For task \(t \geq 2\), model training employs a weighted combination of three losses:

\[ \mathcal{L} = \mathcal{L}_{\text{ce}} + \lambda_1 \cdot \mathcal{L}_{\text{align}} + \lambda_2 \cdot \mathcal{L}_{\text{distill}} \]

(1) Alignment Loss: Pushes learned features toward the corresponding ETF target vertices:

\[ \mathcal{L}_{\text{align}}(\boldsymbol{\mu}_{k,i}^t, \mathbf{e}_{k,t}) = \frac{1}{2}(\mathbf{e}_{k,t}^\top \boldsymbol{\mu}_{k,i}^t - 1)^2 \]

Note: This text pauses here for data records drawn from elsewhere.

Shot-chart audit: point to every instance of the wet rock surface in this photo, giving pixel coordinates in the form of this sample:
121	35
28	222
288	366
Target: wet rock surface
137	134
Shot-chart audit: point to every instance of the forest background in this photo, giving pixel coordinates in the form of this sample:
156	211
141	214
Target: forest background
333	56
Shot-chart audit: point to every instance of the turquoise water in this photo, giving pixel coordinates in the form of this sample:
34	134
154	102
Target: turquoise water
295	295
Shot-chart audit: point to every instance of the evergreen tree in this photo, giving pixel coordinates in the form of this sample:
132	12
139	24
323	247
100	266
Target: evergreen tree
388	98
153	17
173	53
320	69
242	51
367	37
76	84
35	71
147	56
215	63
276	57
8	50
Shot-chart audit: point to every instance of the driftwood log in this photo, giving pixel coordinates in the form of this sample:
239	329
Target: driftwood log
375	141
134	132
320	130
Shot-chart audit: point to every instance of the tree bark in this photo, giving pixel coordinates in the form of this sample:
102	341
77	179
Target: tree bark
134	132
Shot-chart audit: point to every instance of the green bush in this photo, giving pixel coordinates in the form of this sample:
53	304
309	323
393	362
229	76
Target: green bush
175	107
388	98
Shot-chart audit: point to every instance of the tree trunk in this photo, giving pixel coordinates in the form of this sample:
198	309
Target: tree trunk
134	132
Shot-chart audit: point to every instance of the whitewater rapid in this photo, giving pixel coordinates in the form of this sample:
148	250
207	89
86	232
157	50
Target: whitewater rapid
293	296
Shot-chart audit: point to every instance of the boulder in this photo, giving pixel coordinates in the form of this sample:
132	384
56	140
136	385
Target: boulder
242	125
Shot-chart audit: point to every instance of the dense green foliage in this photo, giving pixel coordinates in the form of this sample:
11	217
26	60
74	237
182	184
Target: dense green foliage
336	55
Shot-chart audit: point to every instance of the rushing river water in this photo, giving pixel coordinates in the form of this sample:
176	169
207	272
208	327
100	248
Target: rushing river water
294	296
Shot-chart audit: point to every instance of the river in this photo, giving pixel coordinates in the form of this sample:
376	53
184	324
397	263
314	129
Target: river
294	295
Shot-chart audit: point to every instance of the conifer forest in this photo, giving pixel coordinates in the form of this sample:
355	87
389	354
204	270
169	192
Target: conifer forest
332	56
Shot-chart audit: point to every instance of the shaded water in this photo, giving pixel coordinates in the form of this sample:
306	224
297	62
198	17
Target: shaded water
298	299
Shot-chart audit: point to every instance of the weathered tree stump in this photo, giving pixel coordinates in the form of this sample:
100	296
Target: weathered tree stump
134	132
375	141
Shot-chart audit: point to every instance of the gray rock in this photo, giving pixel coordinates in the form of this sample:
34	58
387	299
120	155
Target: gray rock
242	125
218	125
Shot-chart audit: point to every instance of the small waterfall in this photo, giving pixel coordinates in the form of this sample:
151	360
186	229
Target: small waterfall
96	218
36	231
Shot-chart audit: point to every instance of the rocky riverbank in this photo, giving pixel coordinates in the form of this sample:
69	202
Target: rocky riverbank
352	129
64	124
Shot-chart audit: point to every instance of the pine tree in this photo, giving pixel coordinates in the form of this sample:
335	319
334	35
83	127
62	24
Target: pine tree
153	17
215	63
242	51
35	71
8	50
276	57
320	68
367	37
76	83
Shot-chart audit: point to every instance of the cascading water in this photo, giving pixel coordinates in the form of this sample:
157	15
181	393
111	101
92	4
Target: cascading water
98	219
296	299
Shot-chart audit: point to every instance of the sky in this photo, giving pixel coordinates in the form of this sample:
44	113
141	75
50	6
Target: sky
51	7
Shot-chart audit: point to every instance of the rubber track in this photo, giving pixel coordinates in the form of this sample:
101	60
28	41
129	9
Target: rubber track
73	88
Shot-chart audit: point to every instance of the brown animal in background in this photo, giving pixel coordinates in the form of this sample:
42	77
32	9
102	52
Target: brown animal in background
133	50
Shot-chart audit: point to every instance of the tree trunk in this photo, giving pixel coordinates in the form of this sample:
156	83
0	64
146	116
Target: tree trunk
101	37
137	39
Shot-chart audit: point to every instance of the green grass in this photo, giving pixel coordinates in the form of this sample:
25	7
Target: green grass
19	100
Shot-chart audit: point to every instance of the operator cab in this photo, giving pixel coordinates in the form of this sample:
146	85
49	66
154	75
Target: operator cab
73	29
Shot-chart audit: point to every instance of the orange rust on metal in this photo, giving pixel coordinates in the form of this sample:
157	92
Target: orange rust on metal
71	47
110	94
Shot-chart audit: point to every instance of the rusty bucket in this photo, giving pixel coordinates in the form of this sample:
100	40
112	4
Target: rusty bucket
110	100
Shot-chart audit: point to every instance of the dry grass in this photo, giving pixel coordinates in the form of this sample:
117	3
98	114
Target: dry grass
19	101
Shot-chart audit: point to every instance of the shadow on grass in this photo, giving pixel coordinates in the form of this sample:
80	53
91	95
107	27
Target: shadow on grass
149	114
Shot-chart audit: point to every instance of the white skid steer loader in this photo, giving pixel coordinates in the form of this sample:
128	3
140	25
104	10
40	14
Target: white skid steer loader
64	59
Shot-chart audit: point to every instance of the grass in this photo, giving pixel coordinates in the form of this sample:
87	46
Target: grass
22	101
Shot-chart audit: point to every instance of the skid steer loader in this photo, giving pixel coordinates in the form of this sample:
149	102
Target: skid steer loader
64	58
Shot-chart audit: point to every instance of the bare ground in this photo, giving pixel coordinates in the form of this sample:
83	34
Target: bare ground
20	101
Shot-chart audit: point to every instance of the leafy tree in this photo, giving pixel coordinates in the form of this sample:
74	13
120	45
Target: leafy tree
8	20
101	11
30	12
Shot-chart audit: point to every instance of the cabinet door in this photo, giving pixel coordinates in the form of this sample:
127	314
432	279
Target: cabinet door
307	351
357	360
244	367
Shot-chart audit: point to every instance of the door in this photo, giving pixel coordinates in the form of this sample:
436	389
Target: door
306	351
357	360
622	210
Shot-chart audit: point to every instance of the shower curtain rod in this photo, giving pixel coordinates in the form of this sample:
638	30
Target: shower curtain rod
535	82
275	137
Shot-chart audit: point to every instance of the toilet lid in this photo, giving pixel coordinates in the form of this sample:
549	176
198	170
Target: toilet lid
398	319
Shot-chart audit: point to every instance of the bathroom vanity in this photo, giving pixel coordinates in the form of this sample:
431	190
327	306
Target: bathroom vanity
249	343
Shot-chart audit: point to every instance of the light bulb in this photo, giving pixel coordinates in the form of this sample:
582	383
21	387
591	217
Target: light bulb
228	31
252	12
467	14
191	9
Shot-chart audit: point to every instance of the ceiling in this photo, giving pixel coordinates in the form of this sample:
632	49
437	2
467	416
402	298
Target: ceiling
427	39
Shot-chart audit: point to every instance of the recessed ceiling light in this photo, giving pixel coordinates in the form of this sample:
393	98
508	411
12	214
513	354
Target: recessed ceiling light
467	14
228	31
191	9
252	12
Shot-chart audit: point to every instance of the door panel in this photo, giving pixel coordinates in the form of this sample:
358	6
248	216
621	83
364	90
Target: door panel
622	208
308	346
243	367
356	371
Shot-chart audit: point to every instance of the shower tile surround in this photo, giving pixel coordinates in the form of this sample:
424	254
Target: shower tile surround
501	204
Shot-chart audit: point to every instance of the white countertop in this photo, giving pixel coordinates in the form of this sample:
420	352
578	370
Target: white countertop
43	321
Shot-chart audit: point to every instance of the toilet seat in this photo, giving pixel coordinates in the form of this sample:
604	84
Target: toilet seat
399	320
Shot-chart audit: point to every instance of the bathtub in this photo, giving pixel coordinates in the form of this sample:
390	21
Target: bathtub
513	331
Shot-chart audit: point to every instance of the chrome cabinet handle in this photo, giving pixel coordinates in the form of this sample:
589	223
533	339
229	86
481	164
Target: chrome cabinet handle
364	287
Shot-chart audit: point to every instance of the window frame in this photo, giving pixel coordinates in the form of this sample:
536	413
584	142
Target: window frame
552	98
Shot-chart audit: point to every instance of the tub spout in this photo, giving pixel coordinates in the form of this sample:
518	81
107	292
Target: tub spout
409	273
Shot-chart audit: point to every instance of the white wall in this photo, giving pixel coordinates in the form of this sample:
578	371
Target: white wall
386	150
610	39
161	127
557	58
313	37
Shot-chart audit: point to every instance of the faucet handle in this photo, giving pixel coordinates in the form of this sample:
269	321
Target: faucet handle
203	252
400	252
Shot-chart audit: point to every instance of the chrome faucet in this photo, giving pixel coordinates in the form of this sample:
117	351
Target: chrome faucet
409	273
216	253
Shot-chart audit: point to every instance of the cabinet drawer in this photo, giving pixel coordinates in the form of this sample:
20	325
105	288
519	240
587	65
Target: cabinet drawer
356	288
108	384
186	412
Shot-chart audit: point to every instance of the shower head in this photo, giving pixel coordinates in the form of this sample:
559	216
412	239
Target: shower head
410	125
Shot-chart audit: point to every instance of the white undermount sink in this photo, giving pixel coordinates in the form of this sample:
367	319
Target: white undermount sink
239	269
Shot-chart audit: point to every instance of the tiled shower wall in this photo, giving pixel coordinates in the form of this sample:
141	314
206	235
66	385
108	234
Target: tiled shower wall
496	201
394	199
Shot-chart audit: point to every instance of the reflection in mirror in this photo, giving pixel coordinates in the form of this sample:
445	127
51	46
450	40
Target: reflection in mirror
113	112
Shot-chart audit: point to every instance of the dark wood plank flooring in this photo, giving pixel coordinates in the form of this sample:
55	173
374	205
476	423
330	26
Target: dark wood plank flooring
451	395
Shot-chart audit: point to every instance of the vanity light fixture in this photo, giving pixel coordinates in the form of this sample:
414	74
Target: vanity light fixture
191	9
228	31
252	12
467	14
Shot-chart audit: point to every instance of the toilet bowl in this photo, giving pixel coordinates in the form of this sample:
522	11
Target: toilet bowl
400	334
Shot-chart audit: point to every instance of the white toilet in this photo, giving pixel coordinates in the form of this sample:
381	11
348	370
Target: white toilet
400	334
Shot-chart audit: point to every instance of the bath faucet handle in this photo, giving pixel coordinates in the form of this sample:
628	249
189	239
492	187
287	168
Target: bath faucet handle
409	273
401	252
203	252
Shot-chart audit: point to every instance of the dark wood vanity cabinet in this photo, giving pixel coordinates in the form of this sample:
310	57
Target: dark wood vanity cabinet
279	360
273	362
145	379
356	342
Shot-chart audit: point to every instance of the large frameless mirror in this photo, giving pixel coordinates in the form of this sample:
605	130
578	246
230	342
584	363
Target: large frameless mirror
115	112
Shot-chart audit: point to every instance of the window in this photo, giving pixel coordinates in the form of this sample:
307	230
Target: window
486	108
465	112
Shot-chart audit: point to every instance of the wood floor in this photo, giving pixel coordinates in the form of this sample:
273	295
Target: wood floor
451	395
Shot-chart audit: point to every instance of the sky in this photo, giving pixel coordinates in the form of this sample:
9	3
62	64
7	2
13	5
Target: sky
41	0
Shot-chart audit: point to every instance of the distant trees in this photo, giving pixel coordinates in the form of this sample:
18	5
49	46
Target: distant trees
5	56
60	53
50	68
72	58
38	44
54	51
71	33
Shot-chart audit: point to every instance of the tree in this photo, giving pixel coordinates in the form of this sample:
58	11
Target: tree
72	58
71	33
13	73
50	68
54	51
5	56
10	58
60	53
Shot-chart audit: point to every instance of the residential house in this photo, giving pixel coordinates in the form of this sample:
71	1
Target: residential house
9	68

(2) Distillation Loss: Mitigates drift of old-class features caused by ETF expansion:

\[ \mathcal{L}_{\text{distill}}(\boldsymbol{\mu}_{k,i}^{(t-1)}, \boldsymbol{\mu}_{k,i}^{(t)}) = \frac{1}{2}((\boldsymbol{\mu}_{k,i}^{(t-1)})^\top \boldsymbol{\mu}_{k,i}^{(t)} - 1)^2 \]

4. Inference

A cosine-similarity-based nearest ETF vertex classifier replaces the linear classifier:

\[ \hat{y} = \arg\max_k \boldsymbol{\mu}_j^\top \mathbf{e}_k \]

Experiments

Main Results

Buffer Method Seq-CIFAR-10 (Class-IL) Seq-CIFAR-100 (Class-IL) Seq-TinyImageNet (Class-IL)
200 ER 44.79 21.78 8.49
200 DER++ 64.88 28.13 11.34
200 STAR 65.94 38.15 13.64
200 NCT (Fixed ETF) 51.59 26.38 10.95
200 ProNC (Ours) 72.70 44.32 20.11
500 DER++ 72.25 41.67 19.69
500 STAR 73.42 49.72 22.18
500 ProNC (Ours) 79.42 52.49 28.27

Ablation Study

Component Seq-CIFAR-10 (FAA) Seq-CIFAR-100 (FAA) Seq-TinyImageNet (FAA)
Full ProNC 72.70 44.32 20.11
w/o Alignment Loss 65.94 38.15 13.64
w/o Distillation Loss 69.82 41.76 17.53
Fixed Global ETF (NCT) 51.59 26.38 10.95

Key Findings

  1. ProNC substantially outperforms all baselines across all datasets, with Class-IL accuracy on TinyImageNet improved by over 6 percentage points.
  2. The alignment loss is the most critical component; removing it degrades performance to the level of STAR.
  3. Progressive ETF expansion is far superior to a fixed ETF; NCT's fixed global ETF is severely limited when the number of classes is large.
  4. Forgetting rate is significantly reduced; ProNC's average forgetting rate is substantially lower than that of DER++ and STAR.

Highlights & Insights

  • No pre-defined global ETF is required; the initial ETF is adaptively extracted from the first task and progressively expanded.
  • Theoretical guarantees (Theorem 1) ensure optimal alignment of the initial ETF.
  • The ETF expansion strategy is based on orthonormal basis preservation, minimizing drift of old-class vertices.
  • The framework is concise and flexible, serving as a plug-in feature regularizer compatible with any replay-based CL method.

Limitations & Future Work

  • The feature dimension \(d\) must satisfy \(d \geq K-1\); ETF expansion becomes constrained when the total number of classes approaches the feature dimensionality.
  • The method still relies on a replay buffer; its effectiveness in purely replay-free settings remains unverified.
  • SVD computation in ETF construction may incur additional overhead when the number of classes is very large.
  • Validation is limited to ResNet-18; larger-scale models and real-world deployment scenarios are not explored.
  • Neural Collapse: Papyan et al. (2020) observed that terminal-phase features converge to a Simplex ETF.
  • ETF-based CL: NCT (Yang et al., 2023b) pre-defines a fixed global ETF; MNC3L (Dang et al., 2025) integrates contrastive learning.
  • Replay-based CL: DER/DER++ (Buzzega et al., 2020), STAR (Eskandar et al., 2025).
  • Knowledge distillation-based CL: iCaRL (Rebuffi et al., 2017), LODE (Liang & Li, 2023).

Rating

  • Novelty: ⭐⭐⭐⭐ — The progressive ETF expansion idea is original and theoretically grounded.
  • Technical Depth: ⭐⭐⭐⭐ — Complete from theory to implementation; Theorem 1 provides rigorous mathematical guarantees.
  • Experimental Thoroughness: ⭐⭐⭐⭐ — Covers 3 datasets and 2 CL scenarios with comprehensive ablations.
  • Value: ⭐⭐⭐⭐ — Plug-and-play feature regularization compatible with multiple CL frameworks.